Nasdaq Top Point Gainers
Nasdaq Top Point Losers
The Transports are a secondary indicator to the Dow Industrials. Unfortunately the transports are weaker than all the other major indexes. This suggests traders are not convinced there is even a minimal economic recovery in progress and the Dow 30 may have trouble moving higher.
The transports closed at the highs for the day and week BUT the airline stocks were mostly higher. I expect airlines to trade down next week after the hurricane-induced cancellation of more than 6,000 flights. That should push the transports lower and produce a drag on the Dow.
Dow Transport Chart
I expect next week to be choppy and possibly volatile due to the large number of economic headlines with many of them critical events. The FOMC minutes, national ISM, ADP and Nonfarm Payrolls and more than a dozen other reports will provide plenty of opportunity for bad news. If by chance the ISM remains over 50 and the ADP jobs are close to 100,000 the bulls could shake off all the other bad news and push higher.
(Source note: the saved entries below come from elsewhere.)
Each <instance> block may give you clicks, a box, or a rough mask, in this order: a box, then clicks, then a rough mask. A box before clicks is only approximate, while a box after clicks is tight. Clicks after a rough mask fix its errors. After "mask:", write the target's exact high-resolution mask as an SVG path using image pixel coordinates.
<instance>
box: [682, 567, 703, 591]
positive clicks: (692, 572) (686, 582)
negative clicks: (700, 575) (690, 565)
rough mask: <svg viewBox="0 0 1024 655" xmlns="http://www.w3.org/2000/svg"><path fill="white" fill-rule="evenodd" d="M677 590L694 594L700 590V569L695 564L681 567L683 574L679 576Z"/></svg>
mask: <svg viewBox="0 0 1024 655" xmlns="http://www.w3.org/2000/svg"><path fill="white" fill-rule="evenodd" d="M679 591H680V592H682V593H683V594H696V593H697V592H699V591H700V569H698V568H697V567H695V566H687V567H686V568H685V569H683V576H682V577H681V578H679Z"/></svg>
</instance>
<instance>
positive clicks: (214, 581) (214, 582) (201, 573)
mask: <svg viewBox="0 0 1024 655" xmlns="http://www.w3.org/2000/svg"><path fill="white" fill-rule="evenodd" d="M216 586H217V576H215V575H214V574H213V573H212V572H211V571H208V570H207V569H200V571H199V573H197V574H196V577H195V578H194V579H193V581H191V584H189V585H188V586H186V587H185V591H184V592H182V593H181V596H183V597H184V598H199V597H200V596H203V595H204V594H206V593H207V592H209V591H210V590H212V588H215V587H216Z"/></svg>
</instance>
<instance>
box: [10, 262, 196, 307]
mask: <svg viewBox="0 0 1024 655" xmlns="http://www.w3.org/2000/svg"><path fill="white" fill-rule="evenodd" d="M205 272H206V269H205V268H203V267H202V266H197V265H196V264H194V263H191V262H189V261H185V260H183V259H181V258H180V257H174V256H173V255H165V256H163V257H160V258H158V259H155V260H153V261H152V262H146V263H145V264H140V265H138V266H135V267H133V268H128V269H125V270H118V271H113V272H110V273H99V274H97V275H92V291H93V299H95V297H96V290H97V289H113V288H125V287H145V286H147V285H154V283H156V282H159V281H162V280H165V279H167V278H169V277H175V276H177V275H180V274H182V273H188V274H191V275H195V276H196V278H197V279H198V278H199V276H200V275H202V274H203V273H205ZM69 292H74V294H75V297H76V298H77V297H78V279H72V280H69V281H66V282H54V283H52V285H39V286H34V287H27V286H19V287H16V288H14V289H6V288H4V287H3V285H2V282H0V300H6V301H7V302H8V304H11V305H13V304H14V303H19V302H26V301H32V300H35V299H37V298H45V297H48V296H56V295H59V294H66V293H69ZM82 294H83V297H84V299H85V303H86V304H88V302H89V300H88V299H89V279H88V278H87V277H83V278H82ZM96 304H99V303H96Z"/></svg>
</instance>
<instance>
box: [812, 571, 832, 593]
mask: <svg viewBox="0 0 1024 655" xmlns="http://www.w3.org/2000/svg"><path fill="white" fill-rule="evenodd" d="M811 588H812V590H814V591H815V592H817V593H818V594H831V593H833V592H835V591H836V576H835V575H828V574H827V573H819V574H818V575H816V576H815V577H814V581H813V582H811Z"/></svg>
The real pothole that traders will want to avoid is the Friday Nonfarm Payrolls followed by a three-day weekend that just happens to be the last weekend of summer. Volume should slow significantly on Thursday afternoon and die completely about an hour after the payroll report on Friday.
I will enter the week cautiously optimistic but fully realize there are multiple events both in and out of the U.S. that could impact the markets negatively. Be prepared.